Other religious leaders said they fully supported the president's decision to retaliate. "I think the president is doing what he needs to do to protect the nation and all of its citizens," said the Rev. Walter Rossi, assistant rector at the Basilica of the National Shrine of the Immaculate Conception in Northeast. "I don't believe he's behaving haphazardly, but cautiously."
It would be hard to find someone yesterday who would disagree with a single word the clergy said.
"We had no other choice, unless we wanted to look like fools," said Kerry Barr, a student at Indiana State University who was sightseeing near the Capitol, about an hour after learning the United States and its allies were fighting on Afghan soil.
Joey Klein of Cleveland shared her sentiment. "It's our job as leaders of the free world to show that [terrorism] is not tolerated. We had to do something," he said.
Some said President Bush had waited too long to strike, giving bin Laden time to flee. "We gave him a chance to hide by waiting this long," said Colin Mallory of Madison, Va.
Many others were glad the president took time to organize the troops and win support from allies like England and Germany.
"Waiting shows maturity, and I think Mr. Bush did the right thing by taking his time," said Kenneth Fielding, a tourist from Idaho. "If we had rushed into it, more countries would have supported the Taliban."
State and local politicians agreed with the public.
"I think what the leadership is doing is right we've got time on our side, but we have got to stop terrorism," said Maryland Sen. Walter M. Baker, Eastern Shore Democrat and former Army sergeant who was deployed to Germany after World War II as part of a force sent to curb Soviet expansion in Europe.
Maryland House Minority Leader Robert H. Kittleman, a Howard County Republican who is a retired Navy officer and engineer, praised Mr. Bush's actions to date. "He has been prudent from all I can tell," Mr. Kittleman said. "It's not just a wild strike just to say he's done something."
Yesterday began as an ordinary Sunday for most local folks, having brunch at restaurants or at home, playing or watching football, or attending church services. Mr. Bush had started his day in Emmitsburg, Md., at a memorial service for the nation's 101 firefighters who died in the line of duty last year.

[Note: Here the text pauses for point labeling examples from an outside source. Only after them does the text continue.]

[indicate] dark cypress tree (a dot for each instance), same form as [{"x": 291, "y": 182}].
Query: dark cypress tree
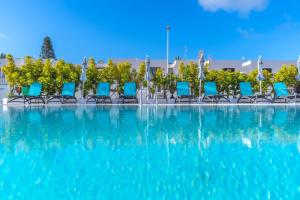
[{"x": 47, "y": 51}]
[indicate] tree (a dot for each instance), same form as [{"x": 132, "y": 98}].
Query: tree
[
  {"x": 2, "y": 56},
  {"x": 47, "y": 77},
  {"x": 66, "y": 72},
  {"x": 11, "y": 72},
  {"x": 266, "y": 83},
  {"x": 287, "y": 74},
  {"x": 141, "y": 75},
  {"x": 123, "y": 75},
  {"x": 47, "y": 51},
  {"x": 91, "y": 76}
]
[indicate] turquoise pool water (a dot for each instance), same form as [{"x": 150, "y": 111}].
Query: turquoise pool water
[{"x": 128, "y": 152}]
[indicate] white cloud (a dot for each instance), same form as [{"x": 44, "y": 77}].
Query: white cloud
[
  {"x": 248, "y": 33},
  {"x": 241, "y": 6},
  {"x": 3, "y": 36}
]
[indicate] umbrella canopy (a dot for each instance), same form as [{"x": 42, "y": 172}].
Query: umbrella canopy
[
  {"x": 298, "y": 67},
  {"x": 148, "y": 72},
  {"x": 260, "y": 75},
  {"x": 201, "y": 62},
  {"x": 83, "y": 70}
]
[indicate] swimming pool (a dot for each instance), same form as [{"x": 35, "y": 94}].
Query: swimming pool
[{"x": 148, "y": 152}]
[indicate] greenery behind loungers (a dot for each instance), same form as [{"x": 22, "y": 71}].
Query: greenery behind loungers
[{"x": 53, "y": 74}]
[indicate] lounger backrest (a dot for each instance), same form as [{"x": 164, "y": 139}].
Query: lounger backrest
[
  {"x": 183, "y": 89},
  {"x": 35, "y": 89},
  {"x": 210, "y": 88},
  {"x": 68, "y": 89},
  {"x": 25, "y": 90},
  {"x": 103, "y": 89},
  {"x": 246, "y": 89},
  {"x": 130, "y": 89},
  {"x": 281, "y": 89}
]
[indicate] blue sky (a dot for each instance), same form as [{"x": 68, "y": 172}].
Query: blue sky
[{"x": 224, "y": 29}]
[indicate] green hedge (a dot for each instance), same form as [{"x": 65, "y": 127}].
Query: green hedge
[{"x": 53, "y": 75}]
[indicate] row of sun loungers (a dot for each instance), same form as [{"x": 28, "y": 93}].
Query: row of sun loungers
[{"x": 211, "y": 94}]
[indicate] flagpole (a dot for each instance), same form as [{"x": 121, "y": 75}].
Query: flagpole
[{"x": 168, "y": 31}]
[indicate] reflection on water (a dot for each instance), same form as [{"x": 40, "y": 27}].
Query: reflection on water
[{"x": 159, "y": 152}]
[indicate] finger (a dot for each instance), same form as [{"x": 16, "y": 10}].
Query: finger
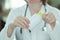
[{"x": 20, "y": 24}]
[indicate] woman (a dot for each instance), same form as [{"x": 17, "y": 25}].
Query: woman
[{"x": 18, "y": 24}]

Monique Washington of Northwest was out taking advantage of the Columbus Day sales at the Pentagon City shopping center as morning turned to afternoon. "I guess I was expecting us going to war sometime during the week," she said. "I guess this caught me off guard. Now I have to go home and watch the news."
"If we didn't retaliate, I'd like for the politicians to explain why we didn't to the 6,000 buried in the rubble," said Mr. Mallory, a member of the Harley Owners Group. He had wrapped an American flag around his head to show his support for the latest military response.
Vietnam veteran and Harley owner Roger Wood of Charlottesville said he wouldn't mind going to fight for his country. "We need to take care of this completely, once and for all, so us guys from Vietnam would be proud," said Mr. Wood, who was a helicopter captain in 1965. "I'd love to be over there myself."
Still, some said they will be more wary now. A strike on Afghanistan could mean more terrorist attacks on Americans throughout the country. "Another strike on America is inevitable," said Mr. Klein. "I don't want to be retaliated upon. But we are doing what we have to do."